Their parents grow increasingly anxious. These parents understand that there's bound to be a transition phase between student life and adult life. But when they look at their own grown children, they see the transition stretching five years, seven and beyond. The parents don't even detect a clear sense of direction in their children's lives. They look at them and see the things that are being delayed.
They see that people in this age bracket are delaying marriage. They're delaying having children. They're delaying permanent employment...In 1960, roughly 70 percent of 30-year-olds had achieved these things. By 2000, fewer than 40 percent of 30-year-olds had done the same.
Brroks believes this trend will become more pronounced because that's how it is in Europe. He quotes William Galston of the Brookings Institute who notes that Europeans delay marriage even longer than Americans and spend even more years shifting around jobs, careers, degrees.
And of course, we're seeing all this happening in India also - although in small pockets. Social pressures in India are far stronger but young men and women who are economically independent and strong-willed are deferring marriage, for starters. Quitting your job to go 'back to studies' is acceptable (especially for MBAs), even with spouse and kid in tow. Even drastic career switches are not shocking and unheard of.

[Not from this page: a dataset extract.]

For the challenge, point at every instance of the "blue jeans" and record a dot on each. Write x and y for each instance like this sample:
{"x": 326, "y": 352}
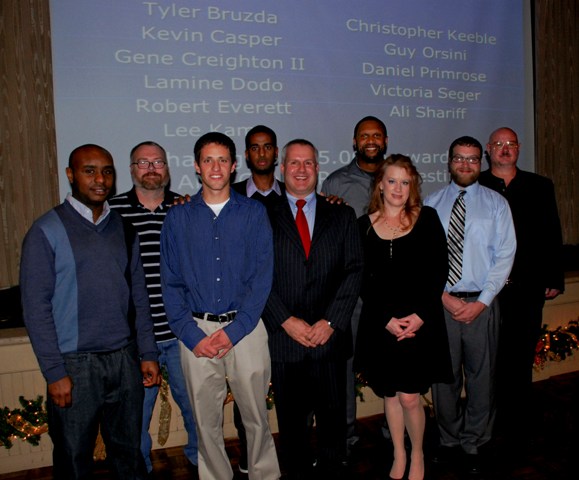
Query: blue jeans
{"x": 107, "y": 392}
{"x": 169, "y": 357}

And kids from affluent families with liberal-minded parents are living very experimentally in their 20s. Taking up one job after the other merely to 'try it out'. Going abroad for esoteric courses with little or no employment value. Living without a real plan or idea of 'where I will be 5 years from now'.
All things considered however, I see more scope in India for odyssey in careers, education and search for overall meaning than odyssey in personal relationships. There are a few, very few young people who 'live in' but generally even they formalise the arrangement in due course. As one close friend who is getting married put it,"Nothing will change after marriage... but at least we can attend the Society dinner without having to answer awkward questions."
And overall sab log kitne khush hain. Both sides of the family are busy shopping and planning and plotting the various ceremonies and simply for the sake of the smiles on your grandmother's face you say, "Heck, kar lete hain."
Aur uske baad ek-do bachche wachche bhi.
So we in India will see the modified odyssey. The thodyssey. The urge to paraglide at 35. Get six pack abs at 40. Wear jeans - perhaps forever.
The warm cocoon of the Great Indian Family is hard to resist. We're a tropical species... Beyond may lie great adventures, but it can be lonely and cold.